Les parties au conflit devraient assurer la protection de la population d’Uvira et améliorer l’accès à l’aide humanitaire

Une rue déserte à Uvira, dans l'est de la République démocratique du Congo, le 9 décembre 2025, avant que les forces rwandaises et celles du M23 ne s'emparent de la ville. © 2025 AFP via Getty Images

(Nairobi) – Les forces rwandaises et le groupe armé M23 qui ont pris le contrôle de la ville d’Uvira dans la province du Sud-Kivu, dans l’est de la République démocratique du Congo, le 10 décembre 2025, exposent les civils à de graves risques d’abus, a déclaré Human Rights Watch aujourd’hui. Ces forces, ainsi que l’armée congolaise et ses alliés, devraient faciliter le passage en toute sécurité des civils fuyant les combats et veiller à ce que l’aide humanitaire parvienne à toutes les personnes qui en ont besoin.

Tard dans la journée du 9 décembre, le M23 et les forces rwandaises sont entrés dans Uvira après une semaine de combats qui ont repoussé les forces militaires congolaises et burundaises et une coalition de milices connue sous le nom de Wazalendo. L’utilisation de drones d’attaque, d’artillerie de gros calibre et d’autres armes a fait au moins 74 morts parmi les civils et 83 blessés, selon les Nations Unies et les reportages des médias. L’ONU a indiqué qu’environ 200 000 personnes ont fui les combats, dont plus de 30 000 ont franchi la frontière vers le Burundi.

« Les accords de Washington visant à résoudre la situation dans l’est de la RD Congo n’ont pas permis d’améliorer la sécurité ou l’accès à l’aide humanitaire pour les civils aux environs d’Uvira dans le Sud-Kivu », a déclaré Clémentine de Montjoye, chercheuse senior sur la région des Grands Lacs à Human Rights Watch. « Les parties belligérantes continuent de commettre des atrocités et d’entraver l’aide humanitaire et devraient être amenées à rendre des comptes. »

La situation humanitaire à Uvira et dans ses environs est désastreuse. Les hôpitaux et les centres de santé sont débordés à un moment où l’aide humanitaire a fortement diminué en raison d’un manque d’accès et de financement. Des réfugiés au Burundi ont dit à Human Rights Watch qu’ils ne recevaient que peu ou pas d’assistance. Le Programme alimentaire mondial des Nations Unies a suspendu son assistance dans le Sud-Kivu. Les autorités rwandaises et les leaders du M23 devraient garantir l’accès aux produits essentiels à la survie de la population, tels que l’eau, la nourriture et les médicaments.

Des sources onusiennes et militaires ont indiqué à Human Rights Watch que plusieurs milliers de soldats rwandais, y compris des forces spéciales, ont traversé la frontière pour entrer en RD Congo au cours des dernières semaines.

Durant la première semaine de décembre, les forces rwandaises et du M23 ont pris le contrôle des villes et des villages sur la route d’Uvira, notamment Luvungi, Mutarule et Sange. Des sources ont signalé le recours à des tirs d’artillerie, des drones d’attaque, et d’autres armes explosives pendant l’offensive. Le 12 décembre, les États-Unis ont déclaré au Conseil de sécurité des Nations Unies que « le Rwanda a [récemment] déployé plusieurs missiles sol-air et d’autres armes lourdes et sophistiquées dans le Nord et le Sud-Kivu pour aider le M23. »

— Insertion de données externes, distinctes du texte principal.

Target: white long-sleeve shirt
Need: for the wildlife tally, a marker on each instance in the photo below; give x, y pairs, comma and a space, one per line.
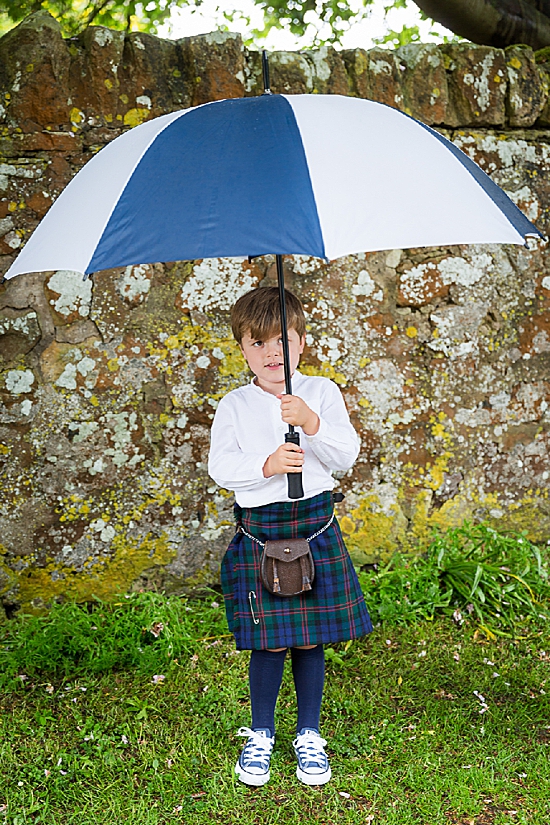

« Les drones ont largué des bombes sur la population et les maisons », a témoigné un homme de 60 ans originaire de Luvungi qui a fui au Burundi. « J'ai vu des gens qui tentaient de fuir les combats ou qui se cachaient dans leurs maisons se faire tuer, y compris des enfants à Mutarule. » 

 

Plusieurs explosions dans le centre-ville de Sange ont tué au moins 36 personnes, dont des civils, d’après des vidéos vérifiées par Human Rights Watch, un défenseur des droits humains local et des reportages dans les médias. Des sources de l’ONU et locales ont indiqué à Human Rights Watch que les explosions étaient liées à des attaques de drones et aux combats internes entre l’armée congolaise et la coalition Wazalendo.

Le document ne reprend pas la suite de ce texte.